Verified Answers with Rationales| 100%

Correct| Grade A- GCU

Q: Fluid in the pleural space characterizes which condition?

a. Pleural effusion

b. Atelectasis

c. Bronchiectasis

d. Ischemia

Answer:

a. Pleural Effusion

Rationale: Pleural effusion is the presence of fluid in the pleural space. page1254

Q: Which medication classification is generally included in the treatment of silicosis?

a. Corticosteroids

b. Antiboitics

c. Bronchodilators

d. Expectorants

Answer:

a. Corticosteroids

Rationale: No specific treatment exists for silicosis, although corticosteroids may produce some

improvement in the early, more acute stages. page 1259

Q: The risk for respiratory distress syndrome (RDS) decreases for premature infants when they

are born between how many weeks of gestation?

a. 16 and 24

b. 20 and 24

c. 24 and 30


d. 30 and 36

Answer:

d. 30 and 36

Rationale: Surfactant is secreted into fetal airways between 30 and 36 weeks. The other options

are not true regarding the timeframe when the risk for RDS decreases. page 1292

Q: What is the chief predisposing factor for respiratory distress syndrome (RDS) of the

newborn?

a. Low birth weight

b. Alcohol consumption during pregnanc

c. Premature birth

d. Smoking during pregnancy

Answer:

a. Premature birth

Rationale: RDS of the newborn, also known as hyaline membrane disease (HMD), is a major

cause of morbidity and mortality in premature newborns. page 1301

Q: What is the primary cause of respiratory distress syndrome (RDS) of the newborn?

a. Immature immune system

b. Small alveoli

c. Surfactant deficiency

d. Anemia

Answer:

c. Surfactant deficiency

Rationale: RDS is primarily caused by surfactant deficiency and secondarily by a deficiency in

alveolar surface area for gas exchange. page 1301

Q: What is the primary problem resulting from respiratory distress syndrome (RDS) of the

newborn?


a. Consolidation

b. Pulmonary edema

c. Atelectasis

d. Bronchiolar plugging

Answer:

c. Atelectasis

Rationale: The primary problem is atelectasis, which causes significant hypoxemia and is

difficult for the neonate to overcome because a significant negative inspiratory pressure is

required to open the alveoli with each breath. None of the other options are considered a primary

problem associated with RDS. page 1301

Q: Which statement best describes cystic fibrosis?

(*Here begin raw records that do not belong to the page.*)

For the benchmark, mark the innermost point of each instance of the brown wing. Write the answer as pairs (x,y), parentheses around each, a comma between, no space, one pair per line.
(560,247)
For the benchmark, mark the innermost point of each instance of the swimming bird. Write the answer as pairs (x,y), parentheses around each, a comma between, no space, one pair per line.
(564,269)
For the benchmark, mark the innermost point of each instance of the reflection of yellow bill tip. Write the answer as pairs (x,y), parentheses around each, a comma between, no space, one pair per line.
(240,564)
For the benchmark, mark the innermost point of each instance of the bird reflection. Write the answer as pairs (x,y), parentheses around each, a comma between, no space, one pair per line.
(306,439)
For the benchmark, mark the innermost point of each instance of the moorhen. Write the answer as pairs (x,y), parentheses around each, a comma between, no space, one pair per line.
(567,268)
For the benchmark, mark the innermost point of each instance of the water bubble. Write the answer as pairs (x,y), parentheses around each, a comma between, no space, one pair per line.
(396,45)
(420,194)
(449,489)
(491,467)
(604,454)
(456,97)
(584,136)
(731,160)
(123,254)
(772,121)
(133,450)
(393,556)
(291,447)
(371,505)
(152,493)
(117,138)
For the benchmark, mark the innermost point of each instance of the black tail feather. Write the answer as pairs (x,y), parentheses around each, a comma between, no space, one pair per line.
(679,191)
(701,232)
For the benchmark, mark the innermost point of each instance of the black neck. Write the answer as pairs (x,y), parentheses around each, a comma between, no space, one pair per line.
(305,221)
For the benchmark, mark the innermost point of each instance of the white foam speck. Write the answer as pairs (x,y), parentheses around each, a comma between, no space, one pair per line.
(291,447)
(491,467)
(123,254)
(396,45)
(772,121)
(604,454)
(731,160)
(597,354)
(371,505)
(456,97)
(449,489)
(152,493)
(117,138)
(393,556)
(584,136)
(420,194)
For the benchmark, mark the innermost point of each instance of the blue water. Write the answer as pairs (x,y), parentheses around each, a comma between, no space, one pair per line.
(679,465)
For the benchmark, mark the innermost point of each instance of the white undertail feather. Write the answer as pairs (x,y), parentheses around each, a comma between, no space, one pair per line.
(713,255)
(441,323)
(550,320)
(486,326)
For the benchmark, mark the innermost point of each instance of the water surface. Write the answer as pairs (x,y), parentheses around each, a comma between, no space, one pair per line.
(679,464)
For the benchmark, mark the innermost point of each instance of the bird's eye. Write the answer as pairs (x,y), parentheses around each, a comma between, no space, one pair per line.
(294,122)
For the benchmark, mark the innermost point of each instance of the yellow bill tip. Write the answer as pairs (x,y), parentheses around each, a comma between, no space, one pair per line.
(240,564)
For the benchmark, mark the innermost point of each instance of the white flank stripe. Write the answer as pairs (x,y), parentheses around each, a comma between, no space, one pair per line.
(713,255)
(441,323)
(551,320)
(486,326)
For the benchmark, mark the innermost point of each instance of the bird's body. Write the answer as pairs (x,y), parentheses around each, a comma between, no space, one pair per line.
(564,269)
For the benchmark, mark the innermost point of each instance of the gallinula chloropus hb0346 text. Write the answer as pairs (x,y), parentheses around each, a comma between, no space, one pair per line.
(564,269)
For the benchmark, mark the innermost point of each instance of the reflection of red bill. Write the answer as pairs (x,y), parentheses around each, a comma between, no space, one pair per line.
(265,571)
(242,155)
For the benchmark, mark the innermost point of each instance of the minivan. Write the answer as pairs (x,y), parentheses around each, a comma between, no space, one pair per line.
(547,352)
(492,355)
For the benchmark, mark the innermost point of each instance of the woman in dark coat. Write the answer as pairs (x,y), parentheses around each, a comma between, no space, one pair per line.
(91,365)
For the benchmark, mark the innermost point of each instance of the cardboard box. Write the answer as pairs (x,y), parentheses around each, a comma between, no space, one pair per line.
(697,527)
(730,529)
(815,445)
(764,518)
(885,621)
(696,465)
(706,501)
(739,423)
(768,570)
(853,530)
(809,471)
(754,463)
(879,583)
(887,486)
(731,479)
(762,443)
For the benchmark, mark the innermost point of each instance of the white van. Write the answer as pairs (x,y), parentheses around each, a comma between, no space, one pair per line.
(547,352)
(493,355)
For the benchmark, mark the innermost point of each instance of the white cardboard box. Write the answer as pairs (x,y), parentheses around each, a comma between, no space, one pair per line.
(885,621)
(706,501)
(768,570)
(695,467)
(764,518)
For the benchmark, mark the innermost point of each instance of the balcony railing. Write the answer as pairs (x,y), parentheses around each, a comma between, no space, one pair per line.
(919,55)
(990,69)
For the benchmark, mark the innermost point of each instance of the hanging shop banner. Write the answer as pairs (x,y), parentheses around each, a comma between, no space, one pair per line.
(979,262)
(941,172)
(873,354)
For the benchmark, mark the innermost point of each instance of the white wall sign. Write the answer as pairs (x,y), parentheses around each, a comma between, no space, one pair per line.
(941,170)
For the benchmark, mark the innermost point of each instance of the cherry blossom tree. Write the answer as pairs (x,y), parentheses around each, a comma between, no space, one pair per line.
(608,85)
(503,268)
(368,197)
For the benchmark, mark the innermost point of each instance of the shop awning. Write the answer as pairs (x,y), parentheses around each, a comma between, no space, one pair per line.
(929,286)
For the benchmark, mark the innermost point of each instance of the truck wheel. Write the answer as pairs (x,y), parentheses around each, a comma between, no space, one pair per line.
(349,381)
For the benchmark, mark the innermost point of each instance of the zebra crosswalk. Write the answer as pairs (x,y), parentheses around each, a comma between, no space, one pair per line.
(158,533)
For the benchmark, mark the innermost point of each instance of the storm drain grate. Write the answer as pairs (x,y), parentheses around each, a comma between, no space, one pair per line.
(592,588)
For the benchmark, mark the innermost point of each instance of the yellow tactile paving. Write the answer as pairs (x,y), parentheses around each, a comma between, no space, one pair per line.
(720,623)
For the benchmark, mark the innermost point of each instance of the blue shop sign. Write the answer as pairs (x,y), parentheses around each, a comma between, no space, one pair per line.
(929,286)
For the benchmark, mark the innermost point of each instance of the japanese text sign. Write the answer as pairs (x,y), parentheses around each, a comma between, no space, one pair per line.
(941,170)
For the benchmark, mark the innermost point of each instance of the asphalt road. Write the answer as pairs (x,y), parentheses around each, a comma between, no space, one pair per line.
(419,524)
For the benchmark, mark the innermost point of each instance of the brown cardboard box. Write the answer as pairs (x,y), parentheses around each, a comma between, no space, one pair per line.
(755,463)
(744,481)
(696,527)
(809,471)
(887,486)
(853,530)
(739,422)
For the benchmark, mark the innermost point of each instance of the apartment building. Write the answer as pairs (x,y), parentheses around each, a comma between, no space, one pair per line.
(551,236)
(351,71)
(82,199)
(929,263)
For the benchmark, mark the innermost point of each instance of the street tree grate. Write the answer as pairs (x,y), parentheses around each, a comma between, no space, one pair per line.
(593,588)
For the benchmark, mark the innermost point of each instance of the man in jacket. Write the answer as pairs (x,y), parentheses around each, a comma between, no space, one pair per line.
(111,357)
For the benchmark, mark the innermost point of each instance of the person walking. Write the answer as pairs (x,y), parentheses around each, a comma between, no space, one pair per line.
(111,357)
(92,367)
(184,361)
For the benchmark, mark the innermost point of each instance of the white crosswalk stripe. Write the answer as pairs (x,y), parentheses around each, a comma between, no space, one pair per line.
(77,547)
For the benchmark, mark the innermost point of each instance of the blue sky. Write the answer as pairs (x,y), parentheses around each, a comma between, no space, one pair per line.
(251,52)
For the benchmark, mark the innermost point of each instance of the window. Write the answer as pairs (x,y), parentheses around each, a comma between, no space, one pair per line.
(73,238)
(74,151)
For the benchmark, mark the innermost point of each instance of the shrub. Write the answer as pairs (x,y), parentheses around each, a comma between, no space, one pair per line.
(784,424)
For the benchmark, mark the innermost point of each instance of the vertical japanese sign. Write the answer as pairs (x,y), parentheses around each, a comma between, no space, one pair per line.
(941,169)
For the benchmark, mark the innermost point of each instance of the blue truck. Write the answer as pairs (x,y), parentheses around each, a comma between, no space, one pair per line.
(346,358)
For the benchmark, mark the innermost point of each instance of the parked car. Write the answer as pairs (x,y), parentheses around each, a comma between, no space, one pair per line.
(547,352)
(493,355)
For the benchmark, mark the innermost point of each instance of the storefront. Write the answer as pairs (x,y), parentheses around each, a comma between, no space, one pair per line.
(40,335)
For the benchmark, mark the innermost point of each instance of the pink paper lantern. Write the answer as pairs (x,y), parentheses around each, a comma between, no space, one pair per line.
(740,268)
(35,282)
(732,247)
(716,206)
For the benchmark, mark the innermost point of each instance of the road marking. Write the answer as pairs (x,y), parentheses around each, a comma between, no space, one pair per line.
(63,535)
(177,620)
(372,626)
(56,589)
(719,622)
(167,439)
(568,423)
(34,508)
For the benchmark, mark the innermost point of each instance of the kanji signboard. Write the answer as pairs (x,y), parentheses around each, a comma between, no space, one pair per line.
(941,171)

a. Obstructive airway disease characterized by reversible airflow obstruction, bronchial

hyperreactivity, and inflammation

b. Respiratory disease characterized by severe hypoxemia, decreased pulmonary compliance, and

diffuse densities on chest X-ray imaging

c. P!ulmonary disorder involving an abnormal expression of a protein-producing viscous mucus

that obstructs the airways, pancreas, sweat ducts, and vas deferens

d. Pulmonary disorder characterized by atelectasis and increased pulmonary

resistance as a result of a surfactant deficiency

Answer:

c. Pulmonary disorder involving an abnormal expression of a protein-producing viscous mucus

that obstructs the airways, pancreas, sweat ducts, and vas deferens

Rationale: Cystic fibrosis is best described as a pulmonary disorder involving an abnormal

expression of a protein-producing viscous mucus that obstructs the airways, pancreas, sweat

ducts, and vas deferens. This selection is the only option that accurately describes cystic fibrosis.

pages 1310-1311

Q: Cystic fibrosis is caused by which process?

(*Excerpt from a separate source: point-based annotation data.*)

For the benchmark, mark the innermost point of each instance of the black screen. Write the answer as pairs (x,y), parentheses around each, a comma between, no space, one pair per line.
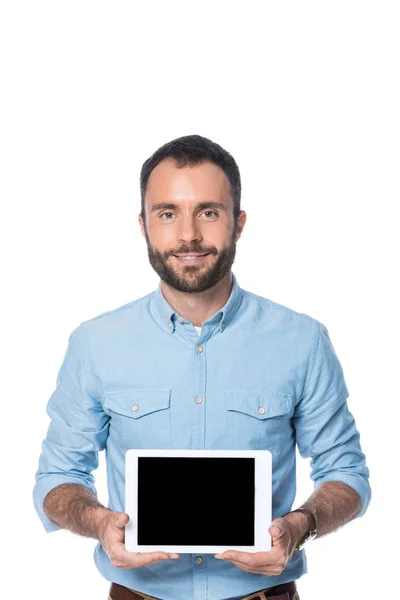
(196,501)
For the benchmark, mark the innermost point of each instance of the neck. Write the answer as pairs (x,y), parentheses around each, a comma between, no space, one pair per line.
(199,306)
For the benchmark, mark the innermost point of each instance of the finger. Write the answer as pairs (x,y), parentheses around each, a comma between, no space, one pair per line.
(232,555)
(138,559)
(278,530)
(255,560)
(120,520)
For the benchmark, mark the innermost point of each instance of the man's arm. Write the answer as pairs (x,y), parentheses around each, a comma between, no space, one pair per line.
(325,431)
(74,507)
(333,504)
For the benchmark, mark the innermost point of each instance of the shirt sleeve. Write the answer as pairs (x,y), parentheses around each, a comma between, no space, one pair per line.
(78,428)
(325,428)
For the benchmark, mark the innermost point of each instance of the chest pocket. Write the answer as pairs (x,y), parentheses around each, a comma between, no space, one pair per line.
(258,420)
(140,418)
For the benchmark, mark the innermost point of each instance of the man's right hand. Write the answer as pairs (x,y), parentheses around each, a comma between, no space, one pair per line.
(111,530)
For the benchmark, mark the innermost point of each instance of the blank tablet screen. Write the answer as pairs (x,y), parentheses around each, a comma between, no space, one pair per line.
(196,501)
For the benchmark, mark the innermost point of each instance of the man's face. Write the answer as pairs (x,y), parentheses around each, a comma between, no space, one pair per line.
(190,210)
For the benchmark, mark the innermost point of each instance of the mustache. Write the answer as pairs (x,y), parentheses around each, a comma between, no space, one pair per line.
(186,250)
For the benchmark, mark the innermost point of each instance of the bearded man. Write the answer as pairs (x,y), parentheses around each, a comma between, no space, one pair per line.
(199,363)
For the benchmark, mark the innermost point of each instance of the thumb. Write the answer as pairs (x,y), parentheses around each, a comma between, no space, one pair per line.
(277,529)
(121,519)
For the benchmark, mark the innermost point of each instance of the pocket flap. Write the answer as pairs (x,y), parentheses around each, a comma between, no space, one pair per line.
(261,405)
(137,403)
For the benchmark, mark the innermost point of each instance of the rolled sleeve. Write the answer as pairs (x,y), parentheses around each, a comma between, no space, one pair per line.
(325,428)
(78,428)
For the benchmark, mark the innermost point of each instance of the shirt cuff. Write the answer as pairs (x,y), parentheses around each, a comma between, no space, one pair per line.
(359,483)
(44,486)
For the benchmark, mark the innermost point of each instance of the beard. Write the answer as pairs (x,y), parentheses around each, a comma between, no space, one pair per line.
(192,278)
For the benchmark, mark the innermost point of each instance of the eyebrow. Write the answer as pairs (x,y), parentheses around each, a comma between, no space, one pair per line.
(199,206)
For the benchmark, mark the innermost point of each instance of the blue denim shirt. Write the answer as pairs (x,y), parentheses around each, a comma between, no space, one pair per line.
(251,353)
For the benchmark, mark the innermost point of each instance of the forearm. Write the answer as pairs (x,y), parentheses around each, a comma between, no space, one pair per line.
(76,508)
(333,503)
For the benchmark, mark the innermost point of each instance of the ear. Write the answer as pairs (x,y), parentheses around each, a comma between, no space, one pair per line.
(240,223)
(141,223)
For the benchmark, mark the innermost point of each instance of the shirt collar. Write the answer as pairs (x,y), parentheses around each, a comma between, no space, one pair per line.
(167,317)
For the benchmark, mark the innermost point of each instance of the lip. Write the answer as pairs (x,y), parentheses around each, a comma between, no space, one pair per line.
(197,258)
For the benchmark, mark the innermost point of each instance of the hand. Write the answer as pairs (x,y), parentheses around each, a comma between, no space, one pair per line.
(284,536)
(112,537)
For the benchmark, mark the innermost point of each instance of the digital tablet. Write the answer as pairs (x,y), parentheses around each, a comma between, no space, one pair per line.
(198,501)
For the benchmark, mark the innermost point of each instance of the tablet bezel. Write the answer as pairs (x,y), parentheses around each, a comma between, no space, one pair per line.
(262,499)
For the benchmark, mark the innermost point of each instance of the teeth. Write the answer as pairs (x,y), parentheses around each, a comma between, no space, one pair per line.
(189,257)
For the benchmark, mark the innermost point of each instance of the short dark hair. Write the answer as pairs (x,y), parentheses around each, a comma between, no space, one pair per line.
(191,150)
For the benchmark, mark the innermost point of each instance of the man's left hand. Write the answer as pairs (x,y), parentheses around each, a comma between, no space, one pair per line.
(283,540)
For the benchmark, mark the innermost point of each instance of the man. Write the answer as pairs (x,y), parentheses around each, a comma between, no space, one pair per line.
(199,363)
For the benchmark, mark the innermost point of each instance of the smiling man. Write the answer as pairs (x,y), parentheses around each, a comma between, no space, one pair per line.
(199,363)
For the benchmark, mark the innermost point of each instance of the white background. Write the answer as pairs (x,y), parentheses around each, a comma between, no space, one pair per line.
(305,95)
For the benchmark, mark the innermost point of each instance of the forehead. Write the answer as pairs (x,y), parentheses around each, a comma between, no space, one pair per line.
(206,181)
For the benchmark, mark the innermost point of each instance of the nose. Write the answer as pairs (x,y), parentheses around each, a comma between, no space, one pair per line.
(189,229)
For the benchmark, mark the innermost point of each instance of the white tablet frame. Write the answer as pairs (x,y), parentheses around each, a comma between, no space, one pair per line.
(262,498)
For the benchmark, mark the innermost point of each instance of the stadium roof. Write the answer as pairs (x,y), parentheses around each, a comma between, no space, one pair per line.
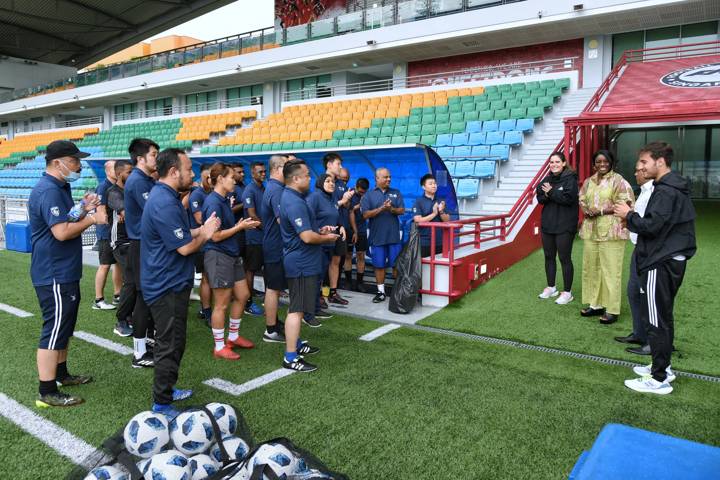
(79,32)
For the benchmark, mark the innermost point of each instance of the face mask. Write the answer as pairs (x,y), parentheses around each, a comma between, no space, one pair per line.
(71,176)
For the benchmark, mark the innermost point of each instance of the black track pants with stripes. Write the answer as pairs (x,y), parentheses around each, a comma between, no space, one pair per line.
(659,287)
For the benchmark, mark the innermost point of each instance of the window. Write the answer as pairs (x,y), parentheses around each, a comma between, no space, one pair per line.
(158,107)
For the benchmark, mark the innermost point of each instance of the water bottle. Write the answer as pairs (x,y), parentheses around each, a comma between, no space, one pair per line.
(76,212)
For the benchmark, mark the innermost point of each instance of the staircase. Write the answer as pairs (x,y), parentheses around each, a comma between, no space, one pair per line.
(516,176)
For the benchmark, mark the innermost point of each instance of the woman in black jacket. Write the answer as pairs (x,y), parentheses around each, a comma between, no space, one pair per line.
(558,193)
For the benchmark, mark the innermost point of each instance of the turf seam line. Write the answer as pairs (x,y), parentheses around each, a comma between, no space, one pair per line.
(556,351)
(236,390)
(66,444)
(14,310)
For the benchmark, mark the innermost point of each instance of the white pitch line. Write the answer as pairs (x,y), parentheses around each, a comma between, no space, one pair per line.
(379,332)
(235,389)
(15,311)
(63,442)
(104,343)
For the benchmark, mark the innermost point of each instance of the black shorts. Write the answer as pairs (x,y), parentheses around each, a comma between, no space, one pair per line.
(59,303)
(223,270)
(275,276)
(199,261)
(253,258)
(105,255)
(303,293)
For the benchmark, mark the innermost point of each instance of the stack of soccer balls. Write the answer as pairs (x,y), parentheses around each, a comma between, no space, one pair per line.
(186,448)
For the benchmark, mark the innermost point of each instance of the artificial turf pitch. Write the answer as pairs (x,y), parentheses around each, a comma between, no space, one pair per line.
(409,405)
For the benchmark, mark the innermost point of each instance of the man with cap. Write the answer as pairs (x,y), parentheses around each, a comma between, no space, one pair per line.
(56,226)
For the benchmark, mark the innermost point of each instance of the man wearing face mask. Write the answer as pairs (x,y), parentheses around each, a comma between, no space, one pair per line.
(56,267)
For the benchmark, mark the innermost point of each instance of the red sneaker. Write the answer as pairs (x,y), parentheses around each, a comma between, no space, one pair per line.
(241,342)
(226,353)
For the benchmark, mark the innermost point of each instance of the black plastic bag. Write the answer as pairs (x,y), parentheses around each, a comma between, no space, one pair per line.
(409,269)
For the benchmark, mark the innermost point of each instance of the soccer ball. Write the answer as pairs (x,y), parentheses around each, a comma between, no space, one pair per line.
(191,432)
(146,434)
(225,416)
(236,447)
(107,472)
(281,460)
(170,465)
(202,466)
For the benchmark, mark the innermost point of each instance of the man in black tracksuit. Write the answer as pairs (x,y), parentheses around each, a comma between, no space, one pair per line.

a. Autosomal recessive inheritance

b. Autosomal dominant inheritance

c. Infection

d. Malignancy


Answer:

a. Autosomal recessive inheritance

Rationale: Cystic fibrosis is an autosomal recessive inherited disorder that is associated with

defective epithelial ion transport. None of the other options cause cystic fibrosis. page 1310

Q: What are the abnormalities in cytokines found in children with cystic fibrosis (CF)?

a. Deficit of interleukin(IL)-1 and an excess of IL-4, IL-12, and interferon-alpha (IFN-α)

b. Deficit of IL-6 and an excess of IL-2, IL-8 and granulocyte colony-stimulating factor (G-CSF)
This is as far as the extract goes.